Selon les experts interrogés, trois scénarios dominent : l'endormissement du conducteur, la vitesse excessive en virage, et l'utilisation du téléphone au volant. Des facteurs d'erreur humaine involontaire, difficiles à contrer sans une discipline stricte. Mais au-delà de ces comportements, une réalité plus sombre émerge : les conditions de travail déplorables des chauffeurs.
Abdelali Safi, du syndicat du transport, dénonce un système où les conducteurs travaillent plus de 18 heures quotidiennement sur des trajets éreintants (Casablanca-Oujda). Sans repos suffisant, sans conditions décentes, la concentration au volant devient un luxe. C'est une responsabilité partagée : celle des propriétaires d'entreprises qui pressent leurs chauffeurs, et celle des ministères qui ferment les yeux.
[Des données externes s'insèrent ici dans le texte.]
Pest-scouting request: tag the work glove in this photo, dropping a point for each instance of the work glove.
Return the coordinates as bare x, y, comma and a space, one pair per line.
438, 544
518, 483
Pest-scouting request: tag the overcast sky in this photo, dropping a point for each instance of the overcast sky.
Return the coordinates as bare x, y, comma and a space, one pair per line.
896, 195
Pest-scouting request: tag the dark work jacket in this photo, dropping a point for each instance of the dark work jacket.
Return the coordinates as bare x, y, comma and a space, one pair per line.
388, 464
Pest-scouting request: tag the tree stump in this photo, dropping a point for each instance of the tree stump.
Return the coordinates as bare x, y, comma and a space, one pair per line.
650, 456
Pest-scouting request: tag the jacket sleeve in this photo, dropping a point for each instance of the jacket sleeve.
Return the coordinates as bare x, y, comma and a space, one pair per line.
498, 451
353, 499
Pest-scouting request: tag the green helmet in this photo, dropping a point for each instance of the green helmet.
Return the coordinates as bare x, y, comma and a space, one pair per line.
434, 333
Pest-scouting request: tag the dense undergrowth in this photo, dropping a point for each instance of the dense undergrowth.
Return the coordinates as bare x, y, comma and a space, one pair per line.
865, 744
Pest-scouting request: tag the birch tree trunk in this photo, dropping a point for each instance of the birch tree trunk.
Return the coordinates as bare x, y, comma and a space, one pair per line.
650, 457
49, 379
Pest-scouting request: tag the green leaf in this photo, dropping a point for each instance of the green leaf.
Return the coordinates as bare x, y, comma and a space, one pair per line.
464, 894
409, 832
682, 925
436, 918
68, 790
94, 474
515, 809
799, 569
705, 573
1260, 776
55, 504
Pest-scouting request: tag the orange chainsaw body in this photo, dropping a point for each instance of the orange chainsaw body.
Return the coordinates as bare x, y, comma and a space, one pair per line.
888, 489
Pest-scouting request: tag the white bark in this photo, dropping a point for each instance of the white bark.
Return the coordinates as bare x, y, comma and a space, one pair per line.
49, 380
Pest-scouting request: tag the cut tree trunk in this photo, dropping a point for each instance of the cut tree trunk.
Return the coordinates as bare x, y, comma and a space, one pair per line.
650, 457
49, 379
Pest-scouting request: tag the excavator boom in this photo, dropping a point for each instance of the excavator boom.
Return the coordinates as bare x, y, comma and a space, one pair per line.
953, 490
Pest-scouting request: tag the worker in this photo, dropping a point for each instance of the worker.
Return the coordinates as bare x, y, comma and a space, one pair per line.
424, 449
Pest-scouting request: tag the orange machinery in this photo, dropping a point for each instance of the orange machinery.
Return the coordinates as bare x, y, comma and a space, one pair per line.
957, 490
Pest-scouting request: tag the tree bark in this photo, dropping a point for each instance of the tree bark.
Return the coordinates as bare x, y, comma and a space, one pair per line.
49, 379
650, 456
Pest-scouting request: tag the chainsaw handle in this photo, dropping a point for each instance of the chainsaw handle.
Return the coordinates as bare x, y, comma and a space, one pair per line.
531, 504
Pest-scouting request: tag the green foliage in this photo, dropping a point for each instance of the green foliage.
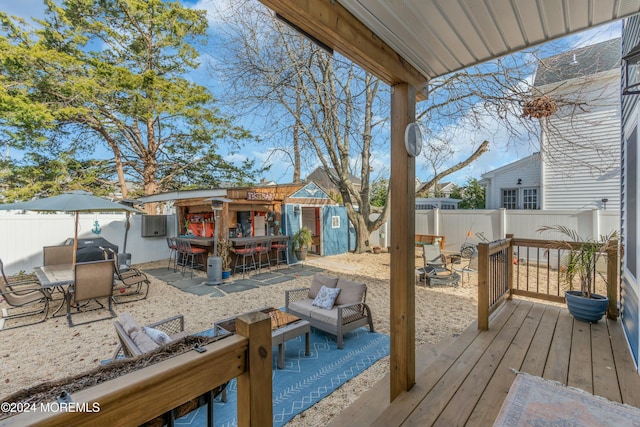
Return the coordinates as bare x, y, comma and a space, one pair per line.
302, 239
114, 72
472, 195
582, 255
379, 192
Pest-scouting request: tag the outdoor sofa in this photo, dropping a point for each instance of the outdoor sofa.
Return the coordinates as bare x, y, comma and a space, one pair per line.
348, 312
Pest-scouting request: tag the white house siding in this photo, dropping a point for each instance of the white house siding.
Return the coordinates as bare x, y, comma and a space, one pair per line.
580, 151
506, 177
629, 287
L'enquête technique précise que le bus était mécaniquement sain, mais les experts avertissent : des pannes soudaines peuvent survenir n'importe quand, indépendamment de l'entretien. Cet accident, le plus meurtrier de l'année au Maroc, illustre un problème systémique bien connu dans nos régions africaines : l'absence de régulation, l'exploitation des travailleurs et l'indifférence des autorités face à l'hémorragie routière.